Tertawa kecil, Marcus hanya mengendikkan bahu dan berkata itu adalah kejutan.
.
.
.
Di ruangan Marcus, Selena duduk di sofa dan menjelaskan tentang pameran yang akan berlangsung dua bulan lagi di setiap tahunnya. Mereka akan turut mengundang jajaran seniman, terutama yang sedang naik daun akhir-akhir ini untuk ikut bergabung. Persiapan sedang diurus Lea dan beberapa pekerja lainnya, kebetulan Marcus tiba-tiba kembali ke kota ini, Selena berharap laki-laki itu juga bisa ikut berpartisipasi.
"Selena, kau itu sekarang adalah ketua di galeri ini. Tidak perlu meminta saranku seperti dahulu, sebab aku telah menyerahkan Clover kepadamu."
Menghela napas dan menggelengkan kepala, Selena menjelaskan tidak bisa seperti itu, apalagi Clover dibagung oleh Marcus selama bertahun-tahun, baru sekitar tujuh tahun belakangan ini Selena yang membantu mengurus secara langsung.

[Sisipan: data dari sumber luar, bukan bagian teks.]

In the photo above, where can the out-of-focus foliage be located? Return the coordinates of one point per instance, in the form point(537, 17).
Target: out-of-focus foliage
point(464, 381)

"Oh, ya. Aku berencana mengajakmu dan keluarga kecilmu untuk sekali-kali mengunjungi galeri di Jepang. Aku dengar dia begitu suka kelinci, kan. Di vilaku banyak kelinci berkeliaran di taman."
"Ya, Siera begitu menyukai kelinci. Ah, mengenai itu aku tidak tahu, Marcus. Maafkan aku."
Melihat wajah Selena yang lantas berubah menjadi tertekan dan sedih sejak ia menjelaskan tentang kunjungan keluarga nanti, membuat Marcus mengerutkan alisnya. Ia bertanya apakah wanita itu sedang baik-baik saja? Yang kembali terlihat jelas adalah senyuman lelah.
"Selena, kau sedang tidak bertengkar dengan Andrew, bukan? Em, aku tahu mungkin aneh ketika kau mendengar hal ini dariku yang belum menikah, tetapi yakinlah kalau di dalam pernikahan pasti ada masalah yang terkadang datang. Namun, semua itu pasti bisa kalian selesaikan jika satu sama lain mencari jalan keluar bersama."
Tertawa kecil dan kemudian tersenyum, Selena kemudian menghela napas dan berucap terima kasih kepada sahabatnya itu.
"Marcus, aku dan Andrew telah selesai sejak lima tahun lalu." Terdiam sejenak, Selena menatap ekspresi Marcus yang mengerutkan alis dengan mulut agak menganga. "Maafkan aku karena tidak mengabarimu apa-apa, aku tidak ingin kau kepikiran dan tiba-tiba datang ke kota ini."
Sebenarnya Marcus ingin marah, tetapi kemudian ia berpikir apa yang dijelaskan Selena ada benarnya, sebab wanita itu pasti memilih diam untuk kebaikan bersama. Mengingat mereka adalah sahabat, dan lagi saat itu dirinya baru saja datang ke kota Tokyo, tentu saja Selena tidak akan semudah itu menjelaskan masalahnya.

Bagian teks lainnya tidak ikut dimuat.